Personal information
- Born: April 16, 1982 (age 44) Benton Harbor, Michigan, U.S.
- Listed height: 6 ft 10 in (2.08 m)
- Listed weight: 260 lb (118 kg)

Career information
- High school: Benton Harbor (Benton Harbor, Michigan)
- College: Barton CC (2001–2003); Cincinnati (2003–2004); Walsh (2004–2005);
- NBA draft: 2005: 2nd round, 51st overall pick
- Drafted by: Utah Jazz
- Playing career: 2005–2008
- Position: Center
- Number: 54

Career history
- 2005–2006: Utah Jazz
- 2006: Metros de Santiago
- 2006–2007: Twin City Ballers
- 2007: Petrochimi Imam
- 2007–2008: Los Angeles D-Fenders

Career highlights
- NAIA Division II Player of the Year (2005); NAIA Division II tournament MVP (2005); First-team NJCAA All-American (2002); Second-team NJCAA All-American (2003);
- Stats at NBA.com
- Stats at Basketball Reference

= Robert Whaley =

American basketball player (born 1982)

Robert Antawon Whaley (born April 16, 1982) is an American former professional basketball player.

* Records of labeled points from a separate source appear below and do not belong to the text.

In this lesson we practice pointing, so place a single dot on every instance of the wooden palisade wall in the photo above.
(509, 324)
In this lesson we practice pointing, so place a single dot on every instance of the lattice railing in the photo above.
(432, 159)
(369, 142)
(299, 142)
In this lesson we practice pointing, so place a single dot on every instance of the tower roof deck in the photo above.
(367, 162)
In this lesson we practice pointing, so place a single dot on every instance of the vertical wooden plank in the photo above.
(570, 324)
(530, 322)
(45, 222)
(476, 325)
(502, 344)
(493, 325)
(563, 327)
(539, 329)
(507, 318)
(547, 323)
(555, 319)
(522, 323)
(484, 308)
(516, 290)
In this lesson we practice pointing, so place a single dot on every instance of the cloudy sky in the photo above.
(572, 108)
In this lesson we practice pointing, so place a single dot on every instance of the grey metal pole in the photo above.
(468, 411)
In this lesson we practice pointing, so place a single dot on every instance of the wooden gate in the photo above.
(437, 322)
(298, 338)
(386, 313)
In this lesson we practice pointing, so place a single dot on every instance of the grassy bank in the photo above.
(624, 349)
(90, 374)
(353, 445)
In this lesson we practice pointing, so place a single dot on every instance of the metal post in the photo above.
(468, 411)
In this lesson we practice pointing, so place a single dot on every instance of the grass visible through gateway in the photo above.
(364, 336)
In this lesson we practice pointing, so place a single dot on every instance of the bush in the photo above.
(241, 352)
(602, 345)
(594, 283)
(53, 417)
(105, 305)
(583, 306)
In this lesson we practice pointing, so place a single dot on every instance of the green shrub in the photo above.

==High school and college career==
Whaley graduated from Benton Harbor High School in 2001. He was a leading contender for Mr. Basketball of Michigan, but Benton Harbor came up just short of winning the championship. He attended Barton County Community College for two years, then transferred to the University of Cincinnati in 2003 and Walsh University in 2004. He was the NAIA Division II Player of the Year in 2004–05 and led Walsh to its first NAIA National Championship. He averaged 19.9 points and 7.5 rebounds in 35 games as a senior. Walsh left the NAIA and joined the NCAA in 2011.

==Professional career==

===Utah Jazz (2005–2006)===
Whaley was selected by the Utah Jazz with 51st overall pick in the 2005 NBA draft, becoming the most recent player drafted out of an NAIA school, as of 2018. As a rookie in 2005–06, Whaley appeared in 23 games and averaged 2.1 points and 1.9 rebounds per game. He scored a career-high 11 points on December 23, 2005, against the New York Knicks. On January 26, 2006, he was ruled out indefinitely with torn cartilage in his right knee. He returned to action in March 2006, but appeared in just one further game after returning to injury.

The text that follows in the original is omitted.